The inspiration for the clear out came from a meaningful source. In recent months, Shashi has met with homeless people in Kuala Lumpur, the “Kolumpo Below”, through Project Tikar. Led by Joycelyn Lee, the project aims to provide people on the streets with mats (tikar in Malay), blankets, toiletries, shoes and a bun for breakfast.

“Meeting – and talking – to the homeless has made me acutely aware of how little we actually really need, and how much we waste. We all have way too many material possessions, and are under the illusion that they bring us joy,” Shashi says.

“Few things really bring true joy into our lives like helping a person in need. It opened my eyes to the many people around us who are struggling to get by on so little.”

Shashi believes we hang onto our possessions for “inane, and sometimes purely emotional” reasons.

True. Sometimes we hardly like the stuff, but hold onto it for sentimentality’s sake, or because we think we might need it one day, or simply because we spent good money on it.

Yet clutter is no good for us, not just because it collects dust. Physical clutter is akin to digital clutter. Consider the relentless beeps of continuous notifications from Facebook and Twitter. In this age of overload, we need to set limits. Clutter clouds our thinking and drains us.

I have been battling clutter for a while now.
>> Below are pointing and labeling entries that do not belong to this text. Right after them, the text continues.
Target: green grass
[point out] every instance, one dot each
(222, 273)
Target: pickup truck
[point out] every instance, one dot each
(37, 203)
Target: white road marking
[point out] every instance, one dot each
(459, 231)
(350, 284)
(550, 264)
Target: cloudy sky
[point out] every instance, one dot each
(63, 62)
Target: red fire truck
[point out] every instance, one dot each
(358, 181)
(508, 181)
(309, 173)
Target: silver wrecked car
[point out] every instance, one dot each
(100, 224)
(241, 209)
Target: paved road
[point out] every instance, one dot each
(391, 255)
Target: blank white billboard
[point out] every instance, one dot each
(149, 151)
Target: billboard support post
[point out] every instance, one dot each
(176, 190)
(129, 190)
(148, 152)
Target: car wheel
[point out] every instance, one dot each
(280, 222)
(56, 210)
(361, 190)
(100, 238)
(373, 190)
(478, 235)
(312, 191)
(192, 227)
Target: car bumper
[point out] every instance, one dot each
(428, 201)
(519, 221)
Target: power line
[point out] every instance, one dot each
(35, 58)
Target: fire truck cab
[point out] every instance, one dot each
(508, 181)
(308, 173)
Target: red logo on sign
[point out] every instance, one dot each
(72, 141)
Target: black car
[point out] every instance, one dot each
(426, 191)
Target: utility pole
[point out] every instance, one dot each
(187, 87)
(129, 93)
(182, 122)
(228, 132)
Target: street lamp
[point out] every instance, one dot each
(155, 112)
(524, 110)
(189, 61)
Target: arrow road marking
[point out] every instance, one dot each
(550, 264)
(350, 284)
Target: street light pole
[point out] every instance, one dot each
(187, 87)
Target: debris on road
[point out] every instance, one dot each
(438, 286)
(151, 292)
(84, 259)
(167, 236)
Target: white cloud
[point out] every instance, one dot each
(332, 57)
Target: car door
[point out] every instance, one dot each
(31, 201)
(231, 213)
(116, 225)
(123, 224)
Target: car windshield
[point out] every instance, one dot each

I have long tried to follow the ethos of William Morris, the Victorian artist, writer and socialist, who a century earlier than Kondo advocated that we should only keep things which are beautiful or useful in our homes. Incidentally, he also said that, “No work which cannot be done with pleasure in the doing is worth doing”.

Kondo’s austerity programme can feel extreme sometimes. She believes in barely keeping any photos, letters or mementos. But then, she’s 30, she might have a change of heart later.

She also has just 30 books. I still have hundreds of books, and I can’t pare that down to double digits. In my ideal life, I am reading a book a week, like Facebook owner Mark Zuckerburg, and I catch up on all those classics. Never mind that in my real life I have little time to read. But I’m attached to the knowledge and lyrical inspiration that lies between the pages of my books.

Ultimately, though, Kondo’s message is unerringly relevant. We need to take stock of what is truly important and liberate ourselves from rampant consumerism.

Consider one young homeless man who Project Tikar helped. He was earning RM280 every two weeks at a car wash centre, of which RM200 was sent home to Termeloh, Pahang, to support his baby daughter. To save money, he slept on the streets. Surely the stark disparity of how some of us live in such excess while others have so little should serve as an incentive for change.

Mangai Balasegaram writes mostly on health, but also delves into anything on being human. She has worked with international public health bodies and has a Masters in public health.